I arrived at Baker Bounce a little before 17:00 (opening time). My first impression was not good as the staff was still setting up and only let us in a few minutes after 17:00. There was no welcoming greeting as you would usually get in any Japanese shop/restaurant but I was greeted with the sound of Lady Gaga playing in the background. As you can see the shop ‘tried’ to make the place look like an American diner. According to another writer/blogger Baker Bounce was a “faux-American” restaurant. Our waitress was a bit rude and didn’t seem like she wanted to be there or was just in a bad mood which kind of took away from the experience. You might say I should have felt right at home because of America’s poor customer service, but from what I remember waitresses were really nice because they depended on tips. In Japan the only people who accept tips are the taxi drivers.

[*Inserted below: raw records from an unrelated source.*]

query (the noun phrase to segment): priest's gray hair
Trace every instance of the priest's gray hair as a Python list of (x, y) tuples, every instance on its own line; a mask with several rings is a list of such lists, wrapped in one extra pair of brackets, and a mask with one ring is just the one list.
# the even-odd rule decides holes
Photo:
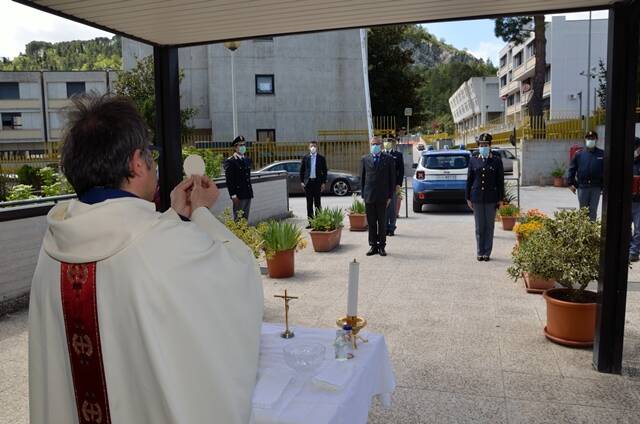
[(89, 93), (71, 99), (60, 149), (61, 168), (77, 194), (120, 188), (133, 177), (129, 161), (140, 150), (151, 167), (152, 134), (126, 97)]

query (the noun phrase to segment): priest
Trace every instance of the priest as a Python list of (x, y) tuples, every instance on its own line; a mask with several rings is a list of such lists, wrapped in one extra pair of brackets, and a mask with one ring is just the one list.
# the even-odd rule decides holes
[(134, 105), (74, 98), (33, 277), (29, 407), (42, 423), (247, 423), (263, 292), (249, 249), (194, 176), (152, 203), (157, 153)]

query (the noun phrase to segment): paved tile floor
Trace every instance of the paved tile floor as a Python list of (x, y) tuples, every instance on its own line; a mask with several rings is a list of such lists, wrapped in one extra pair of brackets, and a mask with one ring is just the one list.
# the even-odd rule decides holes
[[(327, 198), (347, 206), (350, 199)], [(567, 190), (526, 188), (522, 206), (575, 206)], [(293, 198), (297, 217), (304, 198)], [(403, 209), (404, 212), (404, 209)], [(295, 218), (304, 223), (301, 218)], [(346, 309), (348, 262), (361, 262), (361, 315), (385, 335), (398, 388), (391, 410), (371, 423), (640, 423), (640, 284), (628, 293), (624, 376), (599, 374), (590, 349), (542, 334), (545, 304), (509, 280), (512, 233), (496, 228), (491, 262), (475, 260), (473, 218), (462, 211), (409, 212), (389, 256), (366, 257), (366, 233), (343, 232), (341, 247), (296, 256), (296, 275), (265, 278), (265, 321), (283, 321), (284, 288), (295, 325), (332, 327)], [(630, 280), (640, 282), (638, 267)], [(26, 312), (0, 319), (0, 423), (26, 423)]]

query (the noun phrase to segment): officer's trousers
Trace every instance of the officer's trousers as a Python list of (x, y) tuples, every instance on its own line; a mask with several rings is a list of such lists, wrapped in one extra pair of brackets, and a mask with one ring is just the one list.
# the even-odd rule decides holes
[(580, 187), (578, 188), (578, 204), (580, 208), (589, 209), (589, 219), (596, 220), (598, 216), (598, 204), (600, 203), (601, 187)]
[(631, 202), (631, 221), (633, 222), (633, 233), (629, 246), (629, 255), (638, 256), (640, 254), (640, 202)]
[(473, 216), (476, 220), (478, 256), (491, 256), (493, 230), (496, 223), (496, 203), (474, 203)]
[[(238, 205), (233, 205), (233, 220), (237, 221), (242, 215), (242, 218), (249, 221), (249, 210), (251, 209), (251, 199), (240, 199)], [(239, 212), (242, 211), (242, 214)]]
[(398, 193), (393, 191), (393, 196), (391, 197), (391, 203), (387, 206), (387, 232), (396, 230), (396, 221), (398, 215), (396, 214), (396, 205), (398, 203)]

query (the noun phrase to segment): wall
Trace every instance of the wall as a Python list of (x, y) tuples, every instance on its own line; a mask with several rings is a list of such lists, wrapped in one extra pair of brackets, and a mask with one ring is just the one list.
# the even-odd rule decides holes
[[(221, 195), (212, 211), (215, 215), (220, 215), (225, 208), (231, 207), (231, 200), (227, 189), (224, 188), (224, 183), (219, 182), (219, 186), (221, 186)], [(286, 176), (282, 175), (275, 181), (261, 181), (260, 177), (255, 177), (253, 187), (256, 197), (251, 205), (250, 222), (255, 223), (288, 215)], [(0, 209), (0, 219), (1, 215)], [(46, 229), (45, 216), (0, 222), (0, 246), (2, 247), (0, 315), (9, 312), (13, 303), (24, 304), (20, 299), (25, 297), (31, 287), (31, 279)]]
[[(546, 185), (553, 182), (551, 171), (562, 164), (569, 167), (569, 149), (582, 140), (527, 140), (520, 143), (520, 184)], [(602, 146), (600, 146), (602, 147)]]

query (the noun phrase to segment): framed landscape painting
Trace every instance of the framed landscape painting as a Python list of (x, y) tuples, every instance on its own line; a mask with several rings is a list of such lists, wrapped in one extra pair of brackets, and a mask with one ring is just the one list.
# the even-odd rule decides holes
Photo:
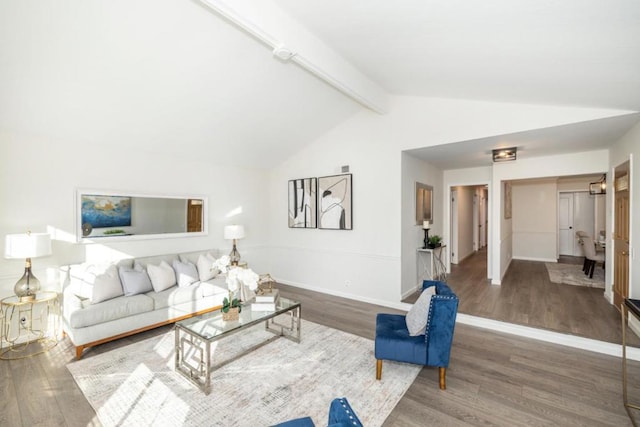
[(316, 228), (316, 178), (289, 181), (289, 228)]
[(129, 227), (131, 197), (82, 195), (82, 224), (93, 228)]
[(318, 228), (353, 229), (352, 175), (318, 178)]

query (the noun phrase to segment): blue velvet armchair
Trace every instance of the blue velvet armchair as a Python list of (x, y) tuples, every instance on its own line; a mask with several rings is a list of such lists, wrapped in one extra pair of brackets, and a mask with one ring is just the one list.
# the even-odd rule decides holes
[(446, 389), (446, 373), (458, 313), (458, 297), (446, 283), (440, 281), (425, 280), (422, 284), (423, 292), (431, 286), (435, 286), (436, 291), (429, 304), (424, 335), (411, 336), (404, 315), (378, 314), (375, 341), (376, 379), (382, 378), (383, 360), (437, 366), (440, 388)]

We started off with a chicken salad and one chocolate milkshake and what tasted like a milk milkshake. For the main I ordered a bacon cheeseburger with home fries and coleslaw. A friend of mine ordered a hamburger with bacon and a fried egg, home fries and coleslaw. It was really good and the fries were really crispy just the way I like them. They tasted better after I dunked them in the milkshake. You can add extra things on your burger from an extra patty to anything else. I read that you can also choose how much of the veggies you want on your burger but our horrible waitress never asked.
The total for everything came out to about 4000Yen.
All in all I would go back but only if I was in the area and was craving for a hamburger. And yes, they do have English on the menu.